Facepalm: Generative AI tools are able to perform the sorts of tasks that once seemed the stuff of sci-fi, but most of them still struggle with many basic skills, including reading analog clocks and calendars. A new study has found that overall, AI systems read clock faces correctly less than a quarter of the time.
A team of researchers at Edinburgh University tested some top multimodal large language models to see how well they could answer questions based on images of clocks and calendars.
The systems being tested were Google DeepMind’s Gemini 2.0, Anthropic’s Claude 3.5 Sonnet, Meta’s Llama 3.2-11B-Vision-Instruct, Alibaba’s Qwen2-VL7B-Instruct, ModelBest’s MiniCPM-V-2.6, and OpenAI’s GPT-4o and GPT-o1.
Various types of clocks appeared in the images: some with Roman numerals, those with and without seconds hands, different colored dials, etc.
The systems read the clocks correctly less than 25% of the time. They struggled more with clocks that used Roman numerals and stylized hands.
The AI’s performance didn’t improve when the seconds hand was removed, leading researchers to suggest that the problem comes from detecting the clocks’ hands and interpreting the angles on a clock face.
Using 10 years of calendar images, the researchers asked questions such as what day of the week is New Year’s Day? and What is the 153rd day of the year?
Even the most successful AI models got the calendar questions wrong 20 percent of the time.
The success rates varied based on the AI system being used. Gemini-2.0 was the highest scorer in the clock test, while GPT-01 was accurate 80% of the time on the calendar questions.
“Most people can tell the time and use calendars from an early age,” said study lead Rohit Saxena, from Edinburgh University’s School of Informatics. “Our findings highlight a significant gap in the ability of AI to carry out what are quite basic skills for people.
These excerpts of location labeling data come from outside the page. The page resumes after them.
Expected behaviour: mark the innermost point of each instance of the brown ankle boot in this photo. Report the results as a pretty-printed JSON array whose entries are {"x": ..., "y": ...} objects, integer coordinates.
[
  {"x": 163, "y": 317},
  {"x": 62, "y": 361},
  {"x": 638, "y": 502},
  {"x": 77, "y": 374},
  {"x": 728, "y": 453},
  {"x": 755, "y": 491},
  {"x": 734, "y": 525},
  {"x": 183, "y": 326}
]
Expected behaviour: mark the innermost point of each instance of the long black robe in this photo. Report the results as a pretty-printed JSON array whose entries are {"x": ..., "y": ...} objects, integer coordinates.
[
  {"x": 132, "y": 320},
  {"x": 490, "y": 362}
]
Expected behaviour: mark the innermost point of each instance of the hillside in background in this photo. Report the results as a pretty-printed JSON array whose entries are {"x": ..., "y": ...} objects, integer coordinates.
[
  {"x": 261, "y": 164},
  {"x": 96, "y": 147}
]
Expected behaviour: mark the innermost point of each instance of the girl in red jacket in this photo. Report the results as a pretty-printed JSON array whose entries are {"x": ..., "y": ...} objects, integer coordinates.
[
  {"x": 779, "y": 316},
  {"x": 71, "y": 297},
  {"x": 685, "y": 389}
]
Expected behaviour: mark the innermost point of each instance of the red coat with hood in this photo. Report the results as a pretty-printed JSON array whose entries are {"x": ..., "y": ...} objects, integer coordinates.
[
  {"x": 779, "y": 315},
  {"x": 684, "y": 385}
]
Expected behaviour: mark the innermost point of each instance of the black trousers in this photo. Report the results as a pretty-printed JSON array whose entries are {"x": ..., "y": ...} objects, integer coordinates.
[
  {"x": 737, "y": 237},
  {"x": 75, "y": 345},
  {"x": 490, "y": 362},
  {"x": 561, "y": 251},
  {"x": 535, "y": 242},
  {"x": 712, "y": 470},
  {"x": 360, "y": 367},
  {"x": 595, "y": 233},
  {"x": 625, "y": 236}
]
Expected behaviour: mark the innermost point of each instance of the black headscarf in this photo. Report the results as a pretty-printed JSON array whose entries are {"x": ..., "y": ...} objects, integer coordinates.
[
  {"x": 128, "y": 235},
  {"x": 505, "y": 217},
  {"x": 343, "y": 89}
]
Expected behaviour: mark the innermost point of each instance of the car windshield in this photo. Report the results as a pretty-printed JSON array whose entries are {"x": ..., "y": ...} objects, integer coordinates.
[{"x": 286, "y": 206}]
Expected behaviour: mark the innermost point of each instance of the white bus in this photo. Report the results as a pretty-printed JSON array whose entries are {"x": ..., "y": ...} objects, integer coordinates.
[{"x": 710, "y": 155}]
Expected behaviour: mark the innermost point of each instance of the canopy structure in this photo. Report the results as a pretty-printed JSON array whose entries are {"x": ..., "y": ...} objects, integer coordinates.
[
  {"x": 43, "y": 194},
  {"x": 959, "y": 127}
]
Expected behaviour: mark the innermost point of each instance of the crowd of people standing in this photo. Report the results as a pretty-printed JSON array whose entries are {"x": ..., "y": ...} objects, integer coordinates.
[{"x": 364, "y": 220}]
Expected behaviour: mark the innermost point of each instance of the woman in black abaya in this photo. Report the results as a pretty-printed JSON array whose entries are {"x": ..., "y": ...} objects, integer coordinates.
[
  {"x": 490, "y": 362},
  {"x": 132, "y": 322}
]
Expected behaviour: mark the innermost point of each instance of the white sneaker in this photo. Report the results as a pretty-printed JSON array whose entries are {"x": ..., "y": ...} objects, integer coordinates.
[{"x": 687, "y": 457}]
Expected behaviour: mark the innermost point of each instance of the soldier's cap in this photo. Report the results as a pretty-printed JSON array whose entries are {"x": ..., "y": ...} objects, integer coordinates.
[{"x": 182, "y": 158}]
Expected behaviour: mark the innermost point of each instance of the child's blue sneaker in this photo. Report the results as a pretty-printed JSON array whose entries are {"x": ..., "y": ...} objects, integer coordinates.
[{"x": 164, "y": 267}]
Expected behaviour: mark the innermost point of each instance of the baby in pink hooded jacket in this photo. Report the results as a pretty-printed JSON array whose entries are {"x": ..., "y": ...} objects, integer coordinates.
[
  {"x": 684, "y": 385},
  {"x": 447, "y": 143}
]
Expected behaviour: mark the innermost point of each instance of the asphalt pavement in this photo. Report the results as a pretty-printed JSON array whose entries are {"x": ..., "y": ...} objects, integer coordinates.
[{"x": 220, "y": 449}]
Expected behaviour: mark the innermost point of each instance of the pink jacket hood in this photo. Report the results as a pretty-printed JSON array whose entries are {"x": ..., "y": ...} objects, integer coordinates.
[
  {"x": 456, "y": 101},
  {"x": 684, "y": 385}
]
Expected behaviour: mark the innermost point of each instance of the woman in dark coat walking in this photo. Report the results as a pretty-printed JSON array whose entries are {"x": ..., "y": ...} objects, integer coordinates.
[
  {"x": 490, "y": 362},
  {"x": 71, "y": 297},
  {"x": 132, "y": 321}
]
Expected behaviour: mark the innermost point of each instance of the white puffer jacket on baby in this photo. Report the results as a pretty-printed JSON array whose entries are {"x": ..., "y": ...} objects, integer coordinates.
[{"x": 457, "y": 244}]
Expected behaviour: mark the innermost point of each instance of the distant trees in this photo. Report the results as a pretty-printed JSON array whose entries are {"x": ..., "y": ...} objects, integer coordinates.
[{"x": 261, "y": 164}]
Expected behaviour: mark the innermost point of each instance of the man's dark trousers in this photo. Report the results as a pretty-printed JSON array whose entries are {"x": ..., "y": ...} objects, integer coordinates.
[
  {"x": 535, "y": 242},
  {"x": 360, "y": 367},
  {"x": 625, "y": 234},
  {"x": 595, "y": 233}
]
These shortfalls must be addressed if AI systems are to be successfully integrated into time-sensitive, real-world applications, such as scheduling, automation and assistive technologies.”
Aryo Gema, another researcher from Edinburgh’s School of Informatics, said, “AI research today often emphasises complex reasoning tasks, but ironically, many systems still struggle when it comes to simpler, everyday tasks.”
The findings are being reported in a peer-reviewed paper that will be presented at the Reasoning and Planning for Large Language Models workshop at The Thirteenth International Conference on Learning Representations (ICLR) in Singapore on April 28. The findings are currently available on the preprint server arXiv.
This isn’t the first study this month showing AI systems still make plenty of mistakes. The Tow Center for Digital Journalism studied eight AI search engines and found that they are inaccurate 60 percent of the time. The worst culprit was Grok-3, which was 94 percent inaccurate.